Mechanistically, pirfenidone could inhibit multiple potential actors in BOS pathophysiology. Mouse models demonstrate pathogenic roles of colony stimulating factor-1–dependent alternatively activated tissue macrophages, type-17 T cells, and auto-/alloantibodies, pathways potentially involved in extrapulmonary organ cGVHD^6-8 and post-lung allograft BOS.⁹ TGF-β derived from macrophages and injured lung epithelium then targets fibroblasts, which activate into myofibroblasts producing excessive and disorganized collagen and extracellular matrix, causing pathologic airway remodeling. Furthermore, TGF-β–stimulated alveolar macrophages expand local tissue resident memory T cells, spurring a vicious cycle of further epithelial injury.¹⁰ Pirfenidone is believed to reduce fibroblast-intrinsic TGF-β responsiveness, macrophage alternative activation and TGF-β responsiveness, and CD4⁺ and CD8⁺ T-cell proliferation,⁵ which are not wholly fibrosis-directed phenomena. This may speak to potential pirfenidone utility in nonfibrotic cGVHD pathophysiology, as hinted by STOP-BOS oral and ocular PROs.
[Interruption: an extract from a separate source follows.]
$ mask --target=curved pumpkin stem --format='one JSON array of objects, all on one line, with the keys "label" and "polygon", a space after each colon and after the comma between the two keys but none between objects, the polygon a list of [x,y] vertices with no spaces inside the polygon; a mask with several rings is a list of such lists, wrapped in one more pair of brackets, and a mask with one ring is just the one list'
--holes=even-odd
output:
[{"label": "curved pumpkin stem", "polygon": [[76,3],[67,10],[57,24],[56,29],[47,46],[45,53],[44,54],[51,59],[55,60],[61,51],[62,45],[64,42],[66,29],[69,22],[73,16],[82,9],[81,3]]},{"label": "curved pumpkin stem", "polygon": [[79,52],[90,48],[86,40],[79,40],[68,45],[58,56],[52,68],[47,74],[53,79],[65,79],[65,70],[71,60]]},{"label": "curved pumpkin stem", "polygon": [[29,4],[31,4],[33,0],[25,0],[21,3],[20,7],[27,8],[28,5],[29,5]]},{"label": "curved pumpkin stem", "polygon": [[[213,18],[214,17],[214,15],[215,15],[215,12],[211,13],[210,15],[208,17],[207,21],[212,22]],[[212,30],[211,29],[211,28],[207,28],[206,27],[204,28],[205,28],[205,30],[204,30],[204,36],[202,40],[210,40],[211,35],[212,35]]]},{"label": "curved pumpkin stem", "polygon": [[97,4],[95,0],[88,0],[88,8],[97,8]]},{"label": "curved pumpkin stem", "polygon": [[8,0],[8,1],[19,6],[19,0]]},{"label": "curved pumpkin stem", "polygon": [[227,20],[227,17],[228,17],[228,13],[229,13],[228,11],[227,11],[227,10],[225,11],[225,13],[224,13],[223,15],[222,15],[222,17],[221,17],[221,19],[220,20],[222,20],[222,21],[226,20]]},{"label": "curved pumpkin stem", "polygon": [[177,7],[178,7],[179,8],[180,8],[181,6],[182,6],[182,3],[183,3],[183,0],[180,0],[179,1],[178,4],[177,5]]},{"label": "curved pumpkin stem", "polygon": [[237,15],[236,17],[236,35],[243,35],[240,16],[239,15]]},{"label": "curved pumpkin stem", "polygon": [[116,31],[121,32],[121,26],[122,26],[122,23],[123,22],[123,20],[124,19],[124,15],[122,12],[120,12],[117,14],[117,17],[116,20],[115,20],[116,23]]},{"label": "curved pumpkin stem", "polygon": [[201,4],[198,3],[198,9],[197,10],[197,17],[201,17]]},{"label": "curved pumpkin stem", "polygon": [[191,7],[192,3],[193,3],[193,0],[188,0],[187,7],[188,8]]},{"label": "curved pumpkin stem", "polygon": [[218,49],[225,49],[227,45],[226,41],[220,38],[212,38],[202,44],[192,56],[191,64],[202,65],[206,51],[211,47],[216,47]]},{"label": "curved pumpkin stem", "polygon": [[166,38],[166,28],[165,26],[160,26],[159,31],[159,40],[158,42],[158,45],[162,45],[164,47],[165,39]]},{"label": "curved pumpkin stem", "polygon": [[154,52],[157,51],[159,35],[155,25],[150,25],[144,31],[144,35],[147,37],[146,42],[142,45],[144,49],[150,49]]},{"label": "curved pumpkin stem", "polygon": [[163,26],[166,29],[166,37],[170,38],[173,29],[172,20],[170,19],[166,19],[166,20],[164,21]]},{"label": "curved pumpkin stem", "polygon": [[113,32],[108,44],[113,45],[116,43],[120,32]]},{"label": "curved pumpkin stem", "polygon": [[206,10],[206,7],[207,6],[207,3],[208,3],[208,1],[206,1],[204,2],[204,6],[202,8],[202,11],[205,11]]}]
In sum, developing effective strategies to treat BOS remains critical. In this trial, prolonged treatment with pirfenidone was well tolerated and associated with airflow obstruction stabilization, and in some subjects, improvement. Moreover, patient-reported quality-of-life and other organs improved regardless of lung response. Potentially incorporating into future trials, correlates including qCT may inform therapy responsiveness and/or be proxies for degree of lung impairment. Randomized trials will be crucial to (1) fully evaluate the effectiveness of agents like pirfenidone in mitigating or reversing bronchiolar inflammation characteristic of BOS, (2) determine whether frontline pirfenidone may have an advantage over existing standard-of-care options, and (3) identify the benefit that it may have in extrapulmonary cGVHD.

Conflict-of-interest disclosure: The authors declare no competing financial interests.